Больница выглядела иначе, нежели в моих воспоминаниях. Главное отличие касалось пациентов, встретившихся на нашем пути. Я не увидел ни одного человека в шлеме или со сломанными зубами. Просто совпадение? Тяжелобольных принимают в другие дни, в другом крыле здания, чтобы те, у кого болезнь протекает без особых осложнений, не впадали в тоску? А может, методы лечения шагнули так далеко вперед, что эпилептические приступы стали менее травматичными?
Меня отправили на обследование, для которого требовалось оборудование, имевшееся только в центре «Сен-Поль». Сразу после этого я должен был встретиться с профессором.
Так странно: я с точностью помню все процедуры, которые прошел в течение первого пребывания в этой клинике, хотя с той поры минуло больше времени, и напрочь не помню, что со мной делали в то июньское утро. В смысле, вообще ничего не помню, как будто в первые минуты визита меня накачали наркотиками и их действие прекратилось, только когда нас пригласили в комнату ожидания, примыкавшую к кабинету Гасто. Мои воспоминания отсчитываются именно с этого мгновения.
Медсестра попросила нас немного подождать. Из-за какой-то непредвиденной ситуации утренний прием сдвинулся, но нас скоро примут, пояснила она.
Мы с папой обменялись парой-тройкой реплик ни о чем, прикинули, не рискуем ли опоздать на самолет, успокоились, что пока торопиться некуда, ведь до рейса еще несколько часов, и одновременно достали книги. Отец читал «Силлабари» Паризе, я перечитывал «Повести о Глассах» Сэлинджера, которые нравились мне больше, чем «Над пропастью во ржи».
Прошло минут десять. Гасто отворил дверь и пригласил нас войти.
Здороваясь, он пожал нам с отцом руки и назвал меня по имени, а к папе обратился «профессор». То, что доктор так хорошо нас запомнил, произвело на меня впечатление.

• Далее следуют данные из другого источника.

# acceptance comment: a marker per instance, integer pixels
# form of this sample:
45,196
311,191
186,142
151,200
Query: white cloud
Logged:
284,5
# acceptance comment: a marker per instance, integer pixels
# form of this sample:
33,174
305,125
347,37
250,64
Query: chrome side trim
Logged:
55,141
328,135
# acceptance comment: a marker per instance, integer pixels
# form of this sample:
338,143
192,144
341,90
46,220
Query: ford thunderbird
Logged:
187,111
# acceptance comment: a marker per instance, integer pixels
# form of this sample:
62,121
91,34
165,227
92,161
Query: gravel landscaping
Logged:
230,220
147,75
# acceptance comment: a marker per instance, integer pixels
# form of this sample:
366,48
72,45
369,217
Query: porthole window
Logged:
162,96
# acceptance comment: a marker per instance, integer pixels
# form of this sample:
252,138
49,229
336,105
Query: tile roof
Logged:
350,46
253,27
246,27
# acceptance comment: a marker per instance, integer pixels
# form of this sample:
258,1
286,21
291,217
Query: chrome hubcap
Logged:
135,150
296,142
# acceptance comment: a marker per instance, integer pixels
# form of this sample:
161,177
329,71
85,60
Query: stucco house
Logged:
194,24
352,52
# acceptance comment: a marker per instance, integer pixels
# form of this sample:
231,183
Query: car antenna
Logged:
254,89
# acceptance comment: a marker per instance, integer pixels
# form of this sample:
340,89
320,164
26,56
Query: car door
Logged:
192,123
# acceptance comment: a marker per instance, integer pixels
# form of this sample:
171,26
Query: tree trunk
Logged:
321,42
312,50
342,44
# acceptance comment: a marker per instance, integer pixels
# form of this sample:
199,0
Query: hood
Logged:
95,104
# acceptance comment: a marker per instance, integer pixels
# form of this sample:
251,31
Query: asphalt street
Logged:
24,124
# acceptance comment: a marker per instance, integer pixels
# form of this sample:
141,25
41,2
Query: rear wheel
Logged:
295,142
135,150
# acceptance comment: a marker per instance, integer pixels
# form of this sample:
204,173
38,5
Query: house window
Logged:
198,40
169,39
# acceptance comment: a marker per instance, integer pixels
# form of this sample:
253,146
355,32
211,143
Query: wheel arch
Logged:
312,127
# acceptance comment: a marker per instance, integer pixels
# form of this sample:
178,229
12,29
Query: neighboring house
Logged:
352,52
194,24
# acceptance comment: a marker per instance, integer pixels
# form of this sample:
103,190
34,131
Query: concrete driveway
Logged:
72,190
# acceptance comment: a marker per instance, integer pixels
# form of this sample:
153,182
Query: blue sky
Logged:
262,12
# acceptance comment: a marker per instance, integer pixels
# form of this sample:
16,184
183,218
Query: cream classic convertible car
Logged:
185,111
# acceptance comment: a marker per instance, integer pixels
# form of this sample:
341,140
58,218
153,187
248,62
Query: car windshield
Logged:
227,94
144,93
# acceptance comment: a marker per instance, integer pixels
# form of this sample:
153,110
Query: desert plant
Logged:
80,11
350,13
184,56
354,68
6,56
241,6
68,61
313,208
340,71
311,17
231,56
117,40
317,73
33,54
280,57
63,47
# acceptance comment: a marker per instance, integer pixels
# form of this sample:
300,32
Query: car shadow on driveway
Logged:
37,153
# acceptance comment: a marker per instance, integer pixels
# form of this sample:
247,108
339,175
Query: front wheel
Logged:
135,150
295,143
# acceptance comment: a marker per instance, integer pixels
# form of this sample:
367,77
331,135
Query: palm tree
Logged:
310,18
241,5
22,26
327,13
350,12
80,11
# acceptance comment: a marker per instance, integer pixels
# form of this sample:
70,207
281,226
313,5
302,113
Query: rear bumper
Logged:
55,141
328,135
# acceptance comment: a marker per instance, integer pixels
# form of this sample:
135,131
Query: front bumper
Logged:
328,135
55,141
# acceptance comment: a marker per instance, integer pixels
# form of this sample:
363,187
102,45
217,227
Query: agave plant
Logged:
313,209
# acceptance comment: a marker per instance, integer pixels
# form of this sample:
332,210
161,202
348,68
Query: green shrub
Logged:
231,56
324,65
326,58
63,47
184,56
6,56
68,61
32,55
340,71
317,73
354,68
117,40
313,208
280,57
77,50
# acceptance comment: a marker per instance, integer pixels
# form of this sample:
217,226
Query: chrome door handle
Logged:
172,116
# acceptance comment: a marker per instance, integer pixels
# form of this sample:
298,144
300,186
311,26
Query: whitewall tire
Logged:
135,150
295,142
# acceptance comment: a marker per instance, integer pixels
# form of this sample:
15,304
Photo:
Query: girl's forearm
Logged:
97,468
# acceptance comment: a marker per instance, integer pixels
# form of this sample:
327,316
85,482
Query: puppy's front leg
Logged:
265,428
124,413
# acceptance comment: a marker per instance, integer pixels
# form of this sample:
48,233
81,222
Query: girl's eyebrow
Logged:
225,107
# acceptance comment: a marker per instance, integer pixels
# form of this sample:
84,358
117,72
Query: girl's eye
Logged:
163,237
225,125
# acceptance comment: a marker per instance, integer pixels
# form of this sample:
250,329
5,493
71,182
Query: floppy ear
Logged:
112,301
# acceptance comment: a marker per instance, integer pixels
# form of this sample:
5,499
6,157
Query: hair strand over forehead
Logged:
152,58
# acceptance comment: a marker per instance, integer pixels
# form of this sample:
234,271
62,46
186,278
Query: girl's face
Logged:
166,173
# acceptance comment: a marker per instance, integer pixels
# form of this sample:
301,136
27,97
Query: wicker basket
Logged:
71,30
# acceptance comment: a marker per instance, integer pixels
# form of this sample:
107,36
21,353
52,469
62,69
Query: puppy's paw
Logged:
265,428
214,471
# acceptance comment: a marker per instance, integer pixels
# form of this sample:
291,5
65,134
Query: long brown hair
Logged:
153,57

— Ты вырос, Антонио. Продолжаешь рисовать? — осведомился он на своем превосходном итальянском с сильным французским акцентом.
Я сдержанно улыбнулся, и он сосредоточился на распечатках и результатах анализов.
Изучение медицинской карты заняло несколько минут, на протяжении которых я прокручивал в голове свой вчерашний сон и с ужасом гадал, не был ли он вещим.
Папа всматривался в лицо доктора Гасто, пытаясь отыскать на нем какую-нибудь подсказку насчет вердикта, который вот-вот должен был прозвучать. Тишину кабинета нарушал только тихий гул аппаратуры из соседних помещений.
Наконец доктор положил карту на стол, закрыл ее и обвел нас медленным взглядом. Если он хотел закрутить интригу, ему с блеском это удалось.
— Наши прогнозы оправдались.
Я выдохнул и посмотрел на отца. Тот протянул руку и сжал мою ногу чуть выше колена. В другой обстановке этот жест вызвал бы у меня недовольство, однако сейчас такого не случилось.
— С вероятностью восемьдесят процентов мы можем утверждать, что Антонио здоров, — продолжил Гасто. — Результаты обследований удовлетворительные, но на всякий случай надо проверить кое-что еще.
— Что именно? — спросил папа.
Гасто пустился в объяснения. Дабы удостовериться, что я полностью вылечился и, следовательно, могу прекратить прием препарата, необходимо понять, как мой мозг реагирует на стресс.
Для этого мне нужно не спать две ночи подряд и каждые восемь часов пить определенные таблетки, позволявшие продержаться без сна.
Если в условиях лишения сна, отмены привычного лекарства и приема этих таблеток (амфетаминов, кажется, но ни я, ни отец не переспросили, что это) со мной ничего не произойдет, это будет означать, что я поправился и могу вести нормальную жизнь семнадцатилетнего парня, забыв о больницах, энцефалограммах, барбитуратах и, главное, неврологах.
Официально данная процедура называлась «комплексная провокационная проба». По словам моего друга-психиатра, сейчас медицинская этика ее запрещает, но в ту пору эта проба применялась.
— А когда необходимо ее пройти? — ошеломленно спросил отец.